Las ocho horas de ficción escritas por Nic Pizzolatto y dirigidas por Cary Fukunaga son una inmersión en el mal radical

CARLOS BOYERO

Casi siempre llovía en aquella ciudad sin nombre, tan parecida a las nuestras. Un viejo policía negro, cerebral, solitario, metódico, asqueado, que distrae su insomnio y su angustia en sus interminables noches lanzando la navaja sobre una diana inmóvil, escuchando el tictac de un metrónomo y leyendo una vez más a los clásicos, que cuenta las horas para su anhelada jubilación y alejarse de un mundo siniestro en el que cada vez le cuesta más respirar, recibe una última misión. Debe asociarse con un policía joven, impulsivo, visceral, suspicaz ante la complejidad mental y el estudio de la naturaleza humana como método para investigar crímenes que a él le resultan elementales, para encontrar al sofisticado monstruo que asesina con refinada crueldad a personas que representan los pecados capitales. Esta impresionante película se titula Seven y aguanta con su arte y su espanto intactos múltiples revisiones.

Confirmó varias y productivas cosas. Que su director, David Fincher, poseía un talento especial para desarrollar intrigas en universos agobiantes (antes de Seven había realizado la desolada Alien 3), algo que ha demostrado transparentemente en su obra después de 25 años, autor de al menos dos obras maestras como El extraño caso de Benjamin Button y Zodiac y probablemente el director más inteligente y sólido que ha parido Hollywood en las dos últimas décadas. También que Brad Pitt podía ser un actor notable, que además de ese rostro y ese físico espectaculares poseía capacidad para crear personajes con alma, que si le ofrecían buenos guiones y sabían dirigirle sería tan creíble como brillante. Aunque la presencia de Kevin Spacey fuera breve, su sombra planeaba durante todo el metraje de Seven (como la de Welles en El tercer hombre y Brando en Apocalypse now, pero con la diferencia de que ellos eran mitos desde el comienzo de sus carreras y Spacey nos resultaba desconocido a casi todos sus espectadores), creaba con economía de gestos, voz tenue y sonrisa cínica a uno de los villanos más inquietantes y terroríficos de la historia del cine.

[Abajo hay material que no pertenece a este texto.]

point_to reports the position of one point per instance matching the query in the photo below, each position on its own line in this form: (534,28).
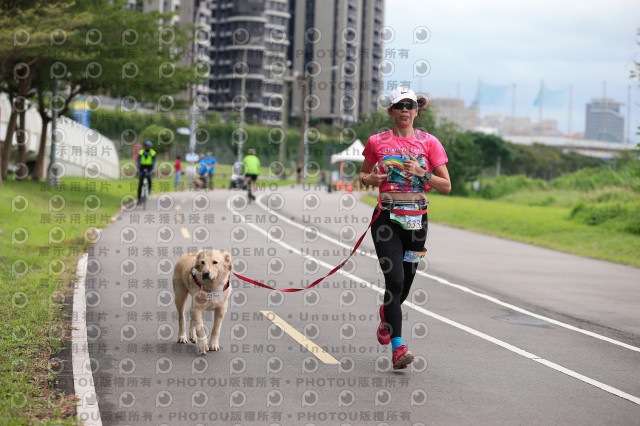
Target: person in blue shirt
(146,165)
(211,161)
(203,171)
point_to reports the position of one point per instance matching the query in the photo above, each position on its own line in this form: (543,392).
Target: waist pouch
(404,208)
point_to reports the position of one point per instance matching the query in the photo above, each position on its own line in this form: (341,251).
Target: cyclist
(203,171)
(146,165)
(211,161)
(251,166)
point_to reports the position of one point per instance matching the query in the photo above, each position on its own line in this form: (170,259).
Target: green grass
(36,274)
(548,225)
(32,323)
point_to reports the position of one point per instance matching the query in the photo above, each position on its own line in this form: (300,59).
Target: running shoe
(401,357)
(384,338)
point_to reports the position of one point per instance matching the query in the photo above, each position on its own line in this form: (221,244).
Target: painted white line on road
(88,412)
(460,287)
(320,353)
(472,331)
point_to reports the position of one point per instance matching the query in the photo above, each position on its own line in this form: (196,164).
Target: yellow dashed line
(300,338)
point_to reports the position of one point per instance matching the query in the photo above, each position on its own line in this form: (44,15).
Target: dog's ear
(227,260)
(196,261)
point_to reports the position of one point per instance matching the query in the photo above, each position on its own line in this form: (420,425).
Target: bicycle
(144,193)
(250,196)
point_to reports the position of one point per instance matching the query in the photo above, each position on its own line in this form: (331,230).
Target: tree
(102,47)
(26,31)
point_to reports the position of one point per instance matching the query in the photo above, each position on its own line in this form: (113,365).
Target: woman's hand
(412,167)
(373,179)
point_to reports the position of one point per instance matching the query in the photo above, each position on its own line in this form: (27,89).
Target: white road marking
(88,412)
(460,287)
(474,332)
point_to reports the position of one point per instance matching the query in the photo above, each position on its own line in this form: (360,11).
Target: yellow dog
(205,275)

Igualmente, el enorme éxito de Seven alimentó hasta extremos mareantes un género habitado por psicópatas presuntamente inolvidables, asesinos en serie infinitamente retorcidos y un mal progresivamente delirante al que persiguen policías sabios y especializados en ciencias del comportamiento. Recuerdo excesivos engendros intentando plagiar el argumento y la estética de Seven, horrores epidérmicos, abuso de sanguinolencia y efectos especiales. No solo en Hollywood, sino en las cinematografías de cualquier parte, incluidas las más cutres. Todo dios aspiraba a disponer en sus futuras producciones de un caníbal hiperculto o un sádico con poderes sobrenaturales que, en vista de los gloriosos precedentes, iban a arrasar en la taquilla. El tullido y demoniaco John Doe que interpretaba Spacey en Seven y el doctor Hannibal Lecter de El silencio de los corderos, al que Anthony Hopkins inyectó magnetismo, elegancia, sensualidad y una capacidad asombrosa para despertar terror duradero, despreciarían profundamente, les provocarían los más refinados tormentos o se comerían directamente a tantos descerebrados serial killers del cine que han pretendido estúpida e inútilmente imitarles.

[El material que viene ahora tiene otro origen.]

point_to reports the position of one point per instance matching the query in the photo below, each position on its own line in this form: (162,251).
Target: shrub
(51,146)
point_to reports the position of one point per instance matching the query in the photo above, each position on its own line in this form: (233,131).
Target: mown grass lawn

Han tenido que pasar muchos años para que un argumento centrado en la investigación de la patología criminal adquiera una fascinación, un misterio, un desasosiego y un arte comparables a los de Seven. Y no es una película. O sí. Sería una película de ocho horas de duración. O una novela voluminosa dividida en ocho capítulos. Que he devorado en dos noches. Es una serie de televisión. Pero en ella encuentro las virtudes, la estética, la complejidad y las emociones que siempre he asociado al gran cine. Por ello, me cuesta reconocer que se trata de televisión, algo de lo que hubiera podido prescindir a lo largo de toda mi existencia, sin sentir que a ella le faltaba algo interesante o necesario. Pero me hubiera sentido huérfano, vacío, absurdo, si mi vida no hubiera estado habitada permanentemente por el cine, los libros, la música. Y desde que llegó HBO a la televisión y alguna otra productora que ha seguido sus huellas, creería que me faltaba algo imprescindible para mi gozo si no hubiera visto The wire, Los Soprano, Deadwood, Roma, Breaking bad, Mad men, Boardwalk Empire, Carnivale, Juego de tronos, series que me provocan idénticas sensaciones en mi casa que cuando veo una película apasionante en la sala oscura.

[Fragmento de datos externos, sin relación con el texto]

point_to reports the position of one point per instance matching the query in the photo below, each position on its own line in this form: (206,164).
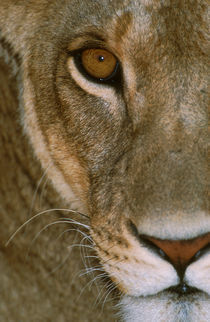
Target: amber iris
(99,63)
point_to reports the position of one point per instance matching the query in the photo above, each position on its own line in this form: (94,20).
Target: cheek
(66,159)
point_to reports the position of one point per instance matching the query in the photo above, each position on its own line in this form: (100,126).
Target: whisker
(38,215)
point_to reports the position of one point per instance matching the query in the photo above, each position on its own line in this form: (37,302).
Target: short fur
(135,153)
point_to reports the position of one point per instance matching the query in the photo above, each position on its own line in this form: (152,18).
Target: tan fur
(130,155)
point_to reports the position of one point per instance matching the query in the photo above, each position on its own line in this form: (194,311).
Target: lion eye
(99,63)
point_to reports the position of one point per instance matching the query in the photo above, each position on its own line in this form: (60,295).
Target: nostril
(180,252)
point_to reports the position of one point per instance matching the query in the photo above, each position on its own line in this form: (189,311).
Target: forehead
(142,22)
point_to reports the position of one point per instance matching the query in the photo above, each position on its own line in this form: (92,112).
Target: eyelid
(114,78)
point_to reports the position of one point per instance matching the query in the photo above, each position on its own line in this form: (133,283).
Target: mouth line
(179,292)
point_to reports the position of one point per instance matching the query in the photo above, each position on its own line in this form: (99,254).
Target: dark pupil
(101,58)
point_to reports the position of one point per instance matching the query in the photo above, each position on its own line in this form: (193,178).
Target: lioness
(110,98)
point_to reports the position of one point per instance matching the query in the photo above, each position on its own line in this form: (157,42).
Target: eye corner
(115,77)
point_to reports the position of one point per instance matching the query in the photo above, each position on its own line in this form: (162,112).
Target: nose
(181,252)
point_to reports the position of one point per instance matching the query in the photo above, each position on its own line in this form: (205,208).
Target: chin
(166,306)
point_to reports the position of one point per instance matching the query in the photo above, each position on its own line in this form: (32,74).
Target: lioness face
(115,100)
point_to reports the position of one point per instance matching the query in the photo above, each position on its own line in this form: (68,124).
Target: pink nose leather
(180,252)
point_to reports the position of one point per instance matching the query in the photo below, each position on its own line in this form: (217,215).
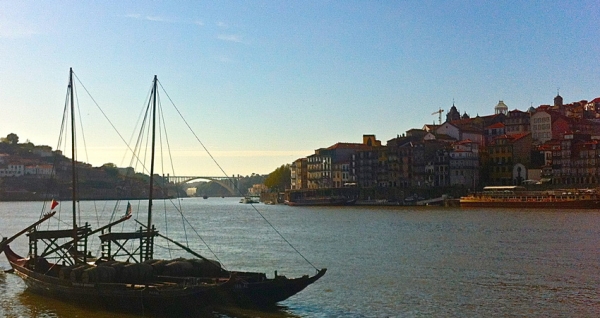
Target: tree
(279,179)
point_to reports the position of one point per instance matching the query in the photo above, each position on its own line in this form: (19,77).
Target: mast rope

Y la última que he seguido en estado de hipnosis, que sin necesidad de darme sustos me revolvía el cuerpo y el cerebro, cuya atmósfera maligna me impregna y me hace temer que sueñe con ella, se titula True detective. Es deudora de Seven. O sea, esta puede sentirse orgullosa de su descendencia. A diferencia de todas las series, en las que su creador acostumbra a escribir el capítulo que inicia la temporada y el que la cierra, y los directores se alternan a lo largo de ella, en esta todos los guiones vienen firmados por el hombre que la inventó y los dirige la misma persona.

El primero se llama Nic Pizzolatto y asusta imaginar lo que late en el poderoso cerebro de este hombre. La visión del mundo, de las relaciones humanas, del amor, de la soledad, de las zonas de sombra que poseemos todos, de las trampas y las mentiras que establecen las personas consigo mismas y con los demás, del eterno y enfermizo breviario de podredumbre que practican los seres humanos, la implacabilidad consigo mismo y con los demás que manifiesta el atormentado, amargo y apocalíptico Rust Cohle, uno de los dos detectives que protagonizan esta intriga sombría, podrían haber sido compartidas por Schopenhauer y Cioran. El segundo conductor de esta serie magistral y terrible se llama Cary Joji Fukunaga. Se encarga de trasladar a imagen ese material explosivo, dotándolo de una estética muy potente, utilizando una cámara que se mueve y es expresa como en el cine más cuidado, incluidos algunos planos secuencia que te dejan con la boca abierta, creando un clima, una aspereza y una densidad psicológica que te hacen creer que el autor de esos crímenes rituales y salvajes puede ser cualquiera de los personajes que tienen una presencia continua en la serie, pero también los episódicos o los que aparecen brevemente, que todo el mundo anda jodido por dentro en esa amenazante Luisiana y que la identidad del mal no excluye a nadie.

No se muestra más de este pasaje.